I am emphatically not a spine-breaker. No no no. I hate that. I have been known to occasionally dog-ear books to mark a quote or something. That's mostly with non-fiction books or school books, books that I feel were made to get worn in. My fiction books are not handled with gloves on or anything, but I do treat them respectfully. The edges of covers tend to get a bit beaten up from being put in purses or balanced on a table, but nothing gets ripped or bent if I can help it.
I don't like seeing people bend the covers around unless it's a novel or something for school. Since most of us buy used copies anyway, they're already beaten up, wirtten in, etc.

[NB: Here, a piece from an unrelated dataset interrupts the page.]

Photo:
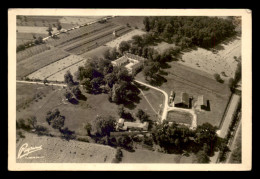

If you’re anything like me, one of your favorite reasons to read is for the
story. Not for the character development and interaction. Not because of the
descriptive, emotive powers of the writer. Not because of deep, literary meaning
hidden beneath layers of metaphor. (Even though those are all good things.) No …
it’s because you want to know what happens next?
Or, um, is it just me?
Yes and no. I have read books simply for the plot (most of the Twilight books) and I have read books simply for the language (The English Patient). The thing is, while those books were enjoyable enough, I didn't love them. I didn't absorb them and rave about them. A good book, to me, needs a combination of all of these:
Characters: At least one character has to be likable. That's why The English Patient felt hollow, and why I have such a hard time reading Steinbeck books.
Language: Language can be as indispensible as the plot. What would a Wodehouse book be without the appeal of its language? I don't really care if a book is evocative and flowery, as long as it is comprehensible and more-or-less readable. I dislike the very simple and the very embellished.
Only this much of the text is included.